Am 20.8.2024 hat der Antragsteller beim Sozialgericht (SG) Hannover um einstweiligen Rechtsschutz nachgesucht, um den weiteren Verbleib in der Einrichtung des Beigeladenen durch eine vorläufige Kostenübernahme sicherzustellen. Das SG hat den Eilantrag u.a. mit der Begründung abgelehnt, der Antragsteller befinde sich bereits nicht in besonderen Lebensverhältnissen, welche mit sozialen Schwierigkeiten verbunden sind, weil er aktuell über eine gesicherte Unterkunft verfüge und eine drohende Obdachlosigkeit nicht ersichtlich sei. Er verfüge über gute deutsche Sprachkenntnisse und könne eine Wohnraumakquise selbstständig betreiben. Bereits dieser Umstand spreche für eine gute sprachliche und auch persönliche Integration. Zudem sei der Antragsteller weder behindert noch in seiner Gesundheit eingeschränkt und in der Lage, mithilfe seiner eigenen persönlichen Ressourcen eine Arbeitsstelle (in Aussicht gestellt bei einer Zeitarbeitsfirma) zu bekommen (Beschluss vom 29.8.2024).
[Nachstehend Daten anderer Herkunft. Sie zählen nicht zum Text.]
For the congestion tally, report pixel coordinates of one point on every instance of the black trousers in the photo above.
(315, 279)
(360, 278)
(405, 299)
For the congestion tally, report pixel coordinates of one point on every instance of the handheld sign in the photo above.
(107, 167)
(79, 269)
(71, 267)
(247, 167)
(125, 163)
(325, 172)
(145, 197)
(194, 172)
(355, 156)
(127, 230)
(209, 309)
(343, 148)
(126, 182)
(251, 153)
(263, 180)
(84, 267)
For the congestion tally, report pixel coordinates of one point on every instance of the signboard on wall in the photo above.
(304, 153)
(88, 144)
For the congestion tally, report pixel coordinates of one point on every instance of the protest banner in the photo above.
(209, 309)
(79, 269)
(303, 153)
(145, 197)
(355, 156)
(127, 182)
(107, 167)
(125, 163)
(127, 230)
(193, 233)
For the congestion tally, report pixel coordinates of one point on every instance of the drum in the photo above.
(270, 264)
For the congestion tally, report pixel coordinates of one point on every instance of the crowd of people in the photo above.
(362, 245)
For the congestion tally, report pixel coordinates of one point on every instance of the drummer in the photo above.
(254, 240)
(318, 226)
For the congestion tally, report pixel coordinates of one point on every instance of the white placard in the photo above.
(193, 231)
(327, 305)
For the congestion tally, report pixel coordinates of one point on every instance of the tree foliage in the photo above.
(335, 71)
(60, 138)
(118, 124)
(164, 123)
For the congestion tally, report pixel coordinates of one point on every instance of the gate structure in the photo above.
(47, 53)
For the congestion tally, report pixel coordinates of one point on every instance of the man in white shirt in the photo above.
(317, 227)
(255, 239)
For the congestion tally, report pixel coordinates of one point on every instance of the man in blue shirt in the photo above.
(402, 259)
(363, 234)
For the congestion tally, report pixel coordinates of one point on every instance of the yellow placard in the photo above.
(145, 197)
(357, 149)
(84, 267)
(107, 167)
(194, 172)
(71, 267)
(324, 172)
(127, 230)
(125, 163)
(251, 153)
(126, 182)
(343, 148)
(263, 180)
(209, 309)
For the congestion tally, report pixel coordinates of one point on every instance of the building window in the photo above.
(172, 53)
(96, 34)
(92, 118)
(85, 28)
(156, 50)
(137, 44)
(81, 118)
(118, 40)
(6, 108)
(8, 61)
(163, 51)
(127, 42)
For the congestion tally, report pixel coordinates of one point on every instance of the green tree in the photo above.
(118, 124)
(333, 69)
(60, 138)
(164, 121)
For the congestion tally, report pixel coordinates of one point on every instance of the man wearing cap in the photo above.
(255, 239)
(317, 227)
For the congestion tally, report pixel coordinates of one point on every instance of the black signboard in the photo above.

Hiergegen richtet sich die Beschwerde des Antragstellers vom 20.9.2024. Unter Bezugnahme auf sein Vorbringen im erstinstanzlichen Verfahren macht er weiterhin geltend, eine vorläufige Kostenübernahme sei zur Vermeidung von Obdachlosigkeit dringend geboten. Wegen der Erforderlichkeit der Leistung verweist er insbesondere auf eine Stellungnahme der Beigeladenen vom 10.9.2024, nach der sich der individuelle Hilfebedarf gegenwärtig nahezu auf alle Lebensbereiche erstrecke und es einer engmaschigen Begleitung des Antragstellers bedürfe. Die Gründe hierfür seien u.a. die noch immer bestehende Barriere hinsichtlich des Verständnisses der deutschen Sprache, gerade in Bezug auf Behördenangelegenheiten, die Angst vor drohender Abschiebung oder Obdachlosigkeit und der Umstand, dass der Antragsteller ohne ein soziales Netzwerk dastehe, das ihn unterstützen oder auffangen könne.
Der Antragsgegner hält den Beschluss des SG für zutreffend.
II.
Die form- und fristgerecht (§ 173 SGG) eingelegte und auch im Übrigen zulässige, insbesondere statthafte (§ 172 Abs. 1 und 3 Nr. 1, §§ 143, 144 Abs. 1 Satz 1 Nr. 1 SGG) Beschwerde ist begründet. Das SG hat den Eilantrag zu Unrecht abgelehnt.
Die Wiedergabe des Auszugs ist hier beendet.